A lesser team might have broken there, convinced it had already given its best effort, thrown its finest punch, taken its best shots.

Florida, for all its faults, is not that lesser team — it is one that fights.

So fight the Gators did. And by making enough shots to match their defensive tenacity, they shrank and shrank that lead before seizing it again. And they would never give it up — not with their hands sweating, not with Auburn tearing at their fingers to break the grip.

What this means for this season is not totally clear, though a win this big could conceivably send the Gators up from the back of a pack of teams perched on the NCAA Tournament bubble to the middle of it. With three more wins from a slate that now features just four more games, but is split between major challenges against Arkansas and Kentucky and seemingly easier games against Georgia and Vanderbilt, Florida would have 20 on the season and 10 against SEC foes, numbers that would be both round and remarkable — and probably good enough to not sweat too hard on Selection Sunday so long as the Gators also win at least one SEC Tournament game.
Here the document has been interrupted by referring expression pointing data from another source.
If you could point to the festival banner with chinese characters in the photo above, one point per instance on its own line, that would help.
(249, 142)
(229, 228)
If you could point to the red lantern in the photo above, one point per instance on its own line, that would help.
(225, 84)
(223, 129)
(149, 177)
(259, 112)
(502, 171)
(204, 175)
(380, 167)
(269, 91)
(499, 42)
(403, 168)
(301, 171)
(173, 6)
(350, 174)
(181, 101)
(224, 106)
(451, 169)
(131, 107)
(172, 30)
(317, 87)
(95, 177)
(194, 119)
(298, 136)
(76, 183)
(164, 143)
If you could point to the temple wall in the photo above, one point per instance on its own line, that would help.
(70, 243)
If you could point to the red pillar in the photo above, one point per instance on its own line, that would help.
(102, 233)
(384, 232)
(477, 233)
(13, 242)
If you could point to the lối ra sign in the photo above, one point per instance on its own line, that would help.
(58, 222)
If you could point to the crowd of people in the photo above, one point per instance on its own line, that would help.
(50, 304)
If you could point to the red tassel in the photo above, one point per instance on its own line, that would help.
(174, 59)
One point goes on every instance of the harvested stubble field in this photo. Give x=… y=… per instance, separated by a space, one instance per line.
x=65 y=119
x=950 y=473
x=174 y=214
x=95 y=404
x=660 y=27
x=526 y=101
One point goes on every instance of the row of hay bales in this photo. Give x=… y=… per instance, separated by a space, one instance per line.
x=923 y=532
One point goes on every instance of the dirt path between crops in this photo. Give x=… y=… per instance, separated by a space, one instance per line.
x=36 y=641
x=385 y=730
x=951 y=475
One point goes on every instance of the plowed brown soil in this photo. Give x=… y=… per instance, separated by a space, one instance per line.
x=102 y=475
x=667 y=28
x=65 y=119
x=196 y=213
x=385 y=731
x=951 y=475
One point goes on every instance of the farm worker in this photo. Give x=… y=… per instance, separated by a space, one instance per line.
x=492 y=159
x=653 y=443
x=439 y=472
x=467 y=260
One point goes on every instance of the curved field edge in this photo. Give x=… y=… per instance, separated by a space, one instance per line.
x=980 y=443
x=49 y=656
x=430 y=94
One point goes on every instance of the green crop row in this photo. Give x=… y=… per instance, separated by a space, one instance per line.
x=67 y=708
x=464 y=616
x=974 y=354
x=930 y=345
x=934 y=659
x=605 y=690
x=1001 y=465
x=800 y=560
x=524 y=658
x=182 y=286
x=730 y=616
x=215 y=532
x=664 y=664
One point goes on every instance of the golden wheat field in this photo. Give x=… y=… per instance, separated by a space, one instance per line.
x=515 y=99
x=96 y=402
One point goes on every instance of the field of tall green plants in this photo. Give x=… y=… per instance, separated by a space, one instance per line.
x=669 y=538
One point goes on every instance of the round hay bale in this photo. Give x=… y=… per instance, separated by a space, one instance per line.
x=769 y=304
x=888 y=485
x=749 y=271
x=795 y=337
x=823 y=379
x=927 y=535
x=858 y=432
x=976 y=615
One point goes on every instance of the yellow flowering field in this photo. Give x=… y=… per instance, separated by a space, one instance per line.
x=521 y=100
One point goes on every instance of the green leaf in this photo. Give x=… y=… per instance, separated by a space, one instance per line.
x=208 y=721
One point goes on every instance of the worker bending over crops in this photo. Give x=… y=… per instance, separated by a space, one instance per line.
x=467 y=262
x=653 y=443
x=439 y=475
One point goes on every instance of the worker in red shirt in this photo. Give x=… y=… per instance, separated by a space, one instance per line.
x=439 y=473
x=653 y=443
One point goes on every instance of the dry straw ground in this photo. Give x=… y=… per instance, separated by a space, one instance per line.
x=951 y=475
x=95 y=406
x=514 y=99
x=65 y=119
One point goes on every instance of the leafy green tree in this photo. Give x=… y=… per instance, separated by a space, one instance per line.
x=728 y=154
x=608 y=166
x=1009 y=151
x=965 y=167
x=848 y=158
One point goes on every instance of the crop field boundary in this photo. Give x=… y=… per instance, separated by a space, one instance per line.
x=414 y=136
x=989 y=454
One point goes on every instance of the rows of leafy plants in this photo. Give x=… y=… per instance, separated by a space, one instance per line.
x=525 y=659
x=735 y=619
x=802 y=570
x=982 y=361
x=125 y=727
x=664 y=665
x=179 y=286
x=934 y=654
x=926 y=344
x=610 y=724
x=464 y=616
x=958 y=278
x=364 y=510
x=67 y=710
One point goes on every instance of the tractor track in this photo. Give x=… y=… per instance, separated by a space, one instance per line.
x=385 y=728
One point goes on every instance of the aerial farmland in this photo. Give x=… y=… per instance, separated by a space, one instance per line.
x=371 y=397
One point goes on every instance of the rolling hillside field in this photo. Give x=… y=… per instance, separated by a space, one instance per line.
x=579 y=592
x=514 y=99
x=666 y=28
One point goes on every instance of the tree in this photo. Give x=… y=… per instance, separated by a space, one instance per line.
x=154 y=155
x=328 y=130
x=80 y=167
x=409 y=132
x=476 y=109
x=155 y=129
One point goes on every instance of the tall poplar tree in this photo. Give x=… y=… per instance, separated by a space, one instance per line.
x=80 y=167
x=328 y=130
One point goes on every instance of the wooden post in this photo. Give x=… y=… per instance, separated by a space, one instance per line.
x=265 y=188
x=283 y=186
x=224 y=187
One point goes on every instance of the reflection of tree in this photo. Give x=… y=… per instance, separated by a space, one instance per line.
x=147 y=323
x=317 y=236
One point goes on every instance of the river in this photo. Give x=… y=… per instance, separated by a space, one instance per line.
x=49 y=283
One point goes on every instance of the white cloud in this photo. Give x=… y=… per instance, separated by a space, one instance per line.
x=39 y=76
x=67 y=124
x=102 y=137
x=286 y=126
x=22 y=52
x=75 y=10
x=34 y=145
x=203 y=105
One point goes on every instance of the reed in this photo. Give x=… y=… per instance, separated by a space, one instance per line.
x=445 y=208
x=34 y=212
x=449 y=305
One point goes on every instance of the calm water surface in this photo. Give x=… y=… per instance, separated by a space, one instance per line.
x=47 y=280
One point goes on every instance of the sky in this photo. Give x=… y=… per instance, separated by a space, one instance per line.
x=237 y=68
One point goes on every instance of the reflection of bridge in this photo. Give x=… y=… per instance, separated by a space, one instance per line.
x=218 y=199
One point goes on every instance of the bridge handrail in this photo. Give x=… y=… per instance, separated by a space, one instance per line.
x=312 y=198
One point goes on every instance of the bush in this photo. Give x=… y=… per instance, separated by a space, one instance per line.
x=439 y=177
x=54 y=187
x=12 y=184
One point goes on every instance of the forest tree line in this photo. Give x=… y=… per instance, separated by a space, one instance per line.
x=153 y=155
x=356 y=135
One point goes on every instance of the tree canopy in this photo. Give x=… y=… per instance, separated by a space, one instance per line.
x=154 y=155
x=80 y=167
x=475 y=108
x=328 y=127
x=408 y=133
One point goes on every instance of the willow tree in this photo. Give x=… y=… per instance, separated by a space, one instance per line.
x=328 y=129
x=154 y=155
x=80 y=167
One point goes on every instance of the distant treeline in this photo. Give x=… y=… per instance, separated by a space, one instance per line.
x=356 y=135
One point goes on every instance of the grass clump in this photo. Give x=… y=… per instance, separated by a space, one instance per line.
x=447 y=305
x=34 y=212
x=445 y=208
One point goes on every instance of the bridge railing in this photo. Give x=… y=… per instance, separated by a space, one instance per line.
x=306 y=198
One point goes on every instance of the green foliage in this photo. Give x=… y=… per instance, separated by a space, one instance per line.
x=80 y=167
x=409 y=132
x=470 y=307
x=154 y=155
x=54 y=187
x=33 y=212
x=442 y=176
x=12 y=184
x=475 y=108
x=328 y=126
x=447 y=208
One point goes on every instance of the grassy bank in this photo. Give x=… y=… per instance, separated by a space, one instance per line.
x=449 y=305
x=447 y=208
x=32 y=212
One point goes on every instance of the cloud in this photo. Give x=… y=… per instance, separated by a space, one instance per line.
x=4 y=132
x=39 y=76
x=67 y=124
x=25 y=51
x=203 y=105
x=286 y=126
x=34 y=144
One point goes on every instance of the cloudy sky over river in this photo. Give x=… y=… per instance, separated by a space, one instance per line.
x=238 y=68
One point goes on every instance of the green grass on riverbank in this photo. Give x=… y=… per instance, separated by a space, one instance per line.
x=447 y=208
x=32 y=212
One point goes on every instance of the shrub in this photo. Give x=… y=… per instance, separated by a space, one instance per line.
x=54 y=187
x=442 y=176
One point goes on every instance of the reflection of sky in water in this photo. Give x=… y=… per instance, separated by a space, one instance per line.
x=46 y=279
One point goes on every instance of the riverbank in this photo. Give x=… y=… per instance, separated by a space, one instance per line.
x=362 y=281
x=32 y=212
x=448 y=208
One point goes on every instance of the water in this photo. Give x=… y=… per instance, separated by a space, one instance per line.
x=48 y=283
What this win — and this season — mean for White’s tenure at Florida is also unclear. It’s the biggest win for a coach whose program has managed big wins on occasion, but not quite found stable footing in his seventh season. Ironically, it feels like some Gators might feel much better on this day were Florida in Auburn’s spot on this Saturday — loser to a Florida-like team, but pointed toward perennial prominence.

But this is Florida’s biggest regular-season win in Gainesville ever in relation to poll rankings, and it came in front of a hot crowd, over a rival, and via a triumph dramatic enough to elicit the sort of half-hearted impromptu court-storming that probably confirms why Florida fans shouldn’t attempt them in the first place. For me, it felt great to watch, even if it was a game involving this team — the Never, Ever Easy Gators, or the Heart and Hustle Gators, or the Lazarus Gators — because this was a huge, emotional win for Florida, all the other context and fallout and takeaways be damned.

I think there are Florida fans for whom that is not the case. I feel bad for them.

But this isn’t about them. I hope it never will be.

And I hope the Gator Boyz get to be hot tonight.